PERAN MBAH KYAI SUBKHI MEREBUT KEMERDEKAAN RI
PERAN MBAH KYAI SUBKHI MEREBUT KEMERDEKAAN RI
Peran serta kyai dan ulama N U dalam merebut kemerdekaan di Indonesia tidaklah bisa dinilai kecil. Ada banyak hal yang dilakukan oleh mereka. Diantaranya adalah mendoakan dan membantu para pejuang, dan langsung ikut berjuang dengan bersenjatakan bambu runcing.
Bambu runcing adalah sebatang bambu berkisar panjangnya kurang lebih dua meter yang dibuat runcing pada salah satu atau kedua ujungnya. Peralatan yang sederhana ini banyak digunakan dan telah menjadi senjata massal pada masa perang kemerdekaan dalam melawan penjajah. Dalam masa perang kemerdekaan senjata tradisional banyak sekali yang digunakan dalam melawan senjata modern milik penjajah.
Sebelum digunakan ke medan pertempuran, bambu runcing “disepuh” dulu oleh para kyai, seperti Mbah Kyai Subkhi di Parakan Temanggung yang memberikan bekal berupa doa kepada para pejuang sambil berbaris dengan bambu runcingnya masing-masing.

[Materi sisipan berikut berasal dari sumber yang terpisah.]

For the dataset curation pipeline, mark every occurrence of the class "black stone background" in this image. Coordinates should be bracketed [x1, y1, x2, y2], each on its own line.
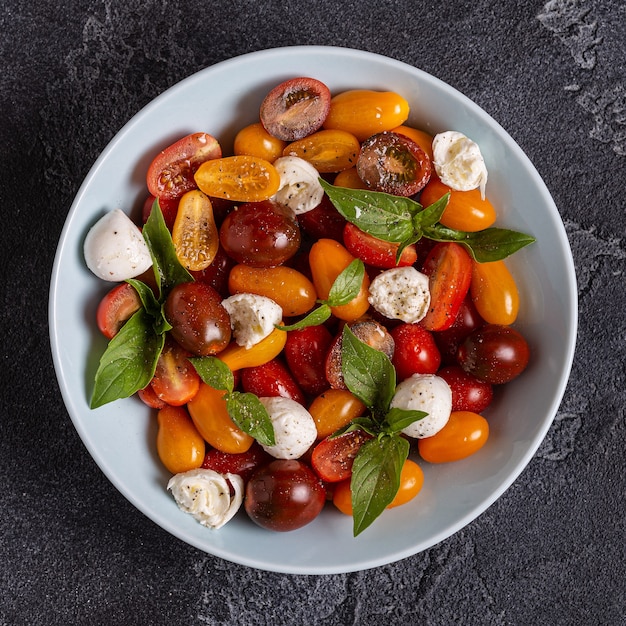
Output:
[0, 0, 626, 626]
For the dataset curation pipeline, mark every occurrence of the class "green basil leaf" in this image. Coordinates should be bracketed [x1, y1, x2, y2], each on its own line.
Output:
[424, 224, 536, 263]
[91, 308, 165, 409]
[142, 199, 194, 299]
[189, 356, 235, 392]
[319, 178, 422, 242]
[326, 259, 365, 306]
[350, 435, 409, 537]
[341, 324, 396, 413]
[274, 304, 331, 330]
[226, 391, 276, 446]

Seperti yang diceritakan oleh KH. Istakhori Sam’ani, para pemuda hizbullah (tentara / lasykar santri) dan BKR (Badan Keamanan Rakyat) berbondong-bondong datang menghadap Mbah Kyai Subkhi untuk memohon gemblengan dan wejangan. Salah satu metode yang digunakan adalah meniupkan di pucuk bambu runcing dengan membaca ayat Al-Qur’an surat Al-Anfal ayat 17 dibaca 3 kali tanpa bernafas. Sebelumnya para pejuang dituntun untuk membaca syahadatain. Setelah mendapatkan wejangan dan berdoa mohon perlindungan dari Allah SWT, mereka juga diberi ijazah doa oleh Mbah Kyai Subkhi, adapun doanya adalah sebagai berikut : BISMILLAHI BIAUNILLAHI 3x, ALLAHU YA HAFIDZU 3x, ALLAHU AKBAR 3x, ILAHANNA YA SAYYIDANA ANTA MAULANA ‘ALAL QAUMIL KAFIRIN.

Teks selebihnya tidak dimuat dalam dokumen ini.